ISSN 1308-8483

Tarık Dursun K.'nın "Domat Bastı"sı
Siyaz'ın Yedinci Katı   

Nurdan ÇAKIR TEZGİN    
  Yayın Tarihi: 11.8.2008    


Tarık Dursun K.'nın "Domat Bastı"sı



Geçen gün Tarık Dursun K.'nın evindeyiz, muhabbetin ortasında laf nereden geldiyse artık, birden "canım domat bastı istedi" dedi!

"Domat bastı", o da ne ola der demez başladı anlatmaya; rahmetli anacığının yaptığı zeytinyağlı bir yemekmiş domat bastı. Anlattıkça, ısrarla favaya benzetti domatesten yapılan bu zeytinyağlıyı. Durur muyum kurcaladım işin aslını ki bilmeme rağmen bu Ege yaz yemeğini "nasıl oluyor fava gibi?" der demez sıraladı içine konan malzemesini domat bastının.

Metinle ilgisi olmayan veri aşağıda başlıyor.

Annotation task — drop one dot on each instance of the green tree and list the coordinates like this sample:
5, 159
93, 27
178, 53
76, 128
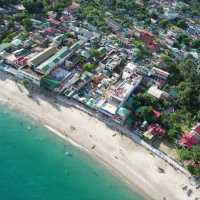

Bir kere, ne ham ne de çok olgun olmalıymış domates, önce soğan zeytinyağında kavrulacakmış ondan sonra doğranmış yeşil biber ve sert domatesler ilave edilip biraz yumuşayınca ardından pirinci ve acı pul biberi ve de mutlaka sarımsağı ilave edilip tabağa dökülecekmiş. Tabakta biraz soğuyunca, pirincin de helmeleşmesiyle fava gibi koyulaşan bir bütünlüğe kavuşacakmış.

Merakımın devamında hemen araya bir virgül koyarak, romanı Kutup'un bende de olup olmadığını sordu ve içeriye seslendiğinde, yardımcısı Naciye Hanım her zamanki gibi yine kucak dolusu matbaa mürekkebi kokan kitapları getirip koydu önümüze.

Tarık Abiyi ziyaretlerimin galiba en çok bu faslından hoşlanıyorum.

Yazdıklarından keyif aldığım yazarlarla ne vakit tanışmış olsam, çoğunlukla pişmanlık çökerdi yüreğime eskiden. Tabloyu tersine çevirip, yazarla önce tanış olduysam ve geç kalınmış okumalara daldıysam, işte o vakit göklere çıkardı sanki yazar ve yapıtı...

Anlamadım elbet. Anlamamıştım Kutup romanını niçin elime tutuşturduğunu ve ısrarla oku dediğini...

"Eski İzmir'deki her evin bahçesinde hala Ege ağaçları vardır (ben hala vardır sanıyorum). İncir gibi, nar gibi, turunç gibi.
Annem turunç reçelini severdi, Rıdvan bey 'Altın Damlası' kolonyasını.

Evet, bir de asma. Dallı budaklı, uzun kollu, sarmaşıklar kadar arsız asmalar. Koruğa durunca ekşisi tatlanmadan salkımları ev makasıyla bin dikkatle kesilir, salatalarımızda limon niyetine kullanılırdı. Annem gelirken çeyizinde getirdiği tunç havanda korukları döver, bir güzel suyunu çıkarırdı. *

"Ne yemek yapacaksın bugün Hayriye?" diye sormuş.
Ne diyebilirmiş ki yengem zavallı? Allahın bildiği, o da o gün ne yemek yapacağını bilmiyormuş henüz.
"Domat bastı yapayım istersen, yanına da kıymalı patates, olur mu? diye sormuş kocasına. O gün Balçova'nın da pazarıymış."
**

Yaşıyor gibi yazmak, yazıyor gibi yaşamanın inceliğine kapılıyorsunuz Tarık Dursun K.'yı tanıyıp da yazdıklarını okuyunca. Gavur İzmir’in kaybolmuş ve kaybolmaya yüz tutmuş tatlarının tarihi tanığıdır sevgili Tarık Dursun K.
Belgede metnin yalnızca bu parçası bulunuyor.